How to prevent tensorflow from allocating the totality of a GPU memory?

I work in an environment in which computational resources are shared, i.e., we have a few server machines equipped with a few Nvidia Titan X GPUs each.

For small to moderate size models, the 12GB of the Titan X are usually enough for 2-3 people to run training concurrently on the same GPU. If the models are small enough that a single model does not take full advantage of all the computational units of the Titan X, this can actually result in a speedup compared with running one training process after the other. Even in cases where the concurrent access to the GPU does slow down the individual training time, it is still nice to have the flexibility of having several users running things on the GPUs at once.

The problem with TensorFlow is that, by default, it allocates the full amount of available memory on the GPU when it is launched.

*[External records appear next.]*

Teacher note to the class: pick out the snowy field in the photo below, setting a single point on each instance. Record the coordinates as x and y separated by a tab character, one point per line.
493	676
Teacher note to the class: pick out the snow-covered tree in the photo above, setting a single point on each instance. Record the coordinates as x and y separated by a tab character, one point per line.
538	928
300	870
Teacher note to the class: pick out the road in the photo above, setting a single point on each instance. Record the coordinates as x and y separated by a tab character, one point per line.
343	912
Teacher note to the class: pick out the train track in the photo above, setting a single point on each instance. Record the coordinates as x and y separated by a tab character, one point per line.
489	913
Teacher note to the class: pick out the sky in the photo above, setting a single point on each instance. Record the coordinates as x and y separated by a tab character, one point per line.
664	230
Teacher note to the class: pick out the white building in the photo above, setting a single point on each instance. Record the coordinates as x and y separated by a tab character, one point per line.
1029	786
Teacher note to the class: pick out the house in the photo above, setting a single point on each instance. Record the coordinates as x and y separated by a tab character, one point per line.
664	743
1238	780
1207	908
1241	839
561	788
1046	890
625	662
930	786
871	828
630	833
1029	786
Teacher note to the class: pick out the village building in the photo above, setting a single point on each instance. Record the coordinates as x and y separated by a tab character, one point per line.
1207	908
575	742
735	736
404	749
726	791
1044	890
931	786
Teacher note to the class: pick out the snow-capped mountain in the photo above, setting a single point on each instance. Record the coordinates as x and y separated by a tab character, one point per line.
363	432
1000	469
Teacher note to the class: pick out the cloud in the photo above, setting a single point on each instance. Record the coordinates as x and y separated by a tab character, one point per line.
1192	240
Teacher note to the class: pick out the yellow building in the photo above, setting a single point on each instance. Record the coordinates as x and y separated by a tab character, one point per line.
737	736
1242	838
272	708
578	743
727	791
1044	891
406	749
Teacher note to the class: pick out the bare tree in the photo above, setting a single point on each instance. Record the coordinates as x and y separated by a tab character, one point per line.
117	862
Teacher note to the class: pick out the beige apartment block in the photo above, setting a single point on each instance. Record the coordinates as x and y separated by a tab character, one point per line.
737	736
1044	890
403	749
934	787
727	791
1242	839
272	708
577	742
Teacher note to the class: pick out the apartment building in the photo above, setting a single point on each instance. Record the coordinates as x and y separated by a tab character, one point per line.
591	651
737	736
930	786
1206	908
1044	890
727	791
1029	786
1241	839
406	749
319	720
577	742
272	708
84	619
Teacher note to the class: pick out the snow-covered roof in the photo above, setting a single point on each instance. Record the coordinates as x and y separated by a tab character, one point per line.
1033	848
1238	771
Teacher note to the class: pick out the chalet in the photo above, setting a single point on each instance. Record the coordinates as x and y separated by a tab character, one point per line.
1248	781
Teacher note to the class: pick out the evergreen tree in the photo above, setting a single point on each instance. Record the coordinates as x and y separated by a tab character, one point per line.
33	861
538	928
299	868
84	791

Even for a small 2-layer Neural Network, I see that the 12 GB of the Titan X are used up.

Is there a way to make TensorFlow only allocate, say, 4GB of GPU memory, if one knows that that amount is enough for a given model?

You can set the fraction of GPU memory to be allocated when you construct a tf.Session by passing a tf.GPUOptions as part of the optional config argument:

    # Assume that you have 12GB of GPU memory and want to allocate ~4GB:
    gpu_options = tf.GPUOptions(per_process_gpu_memory_fraction=0.333)

    sess = tf.Session(config=tf.ConfigProto(gpu_options=gpu_options))

The per_process_gpu_memory_fraction acts as a hard upper bound on the amount of GPU memory that will be used by the process on each GPU on the same machine. Currently, this fraction is applied uniformly to all of the GPUs on the same machine; there is no way to set this on a per-GPU basis.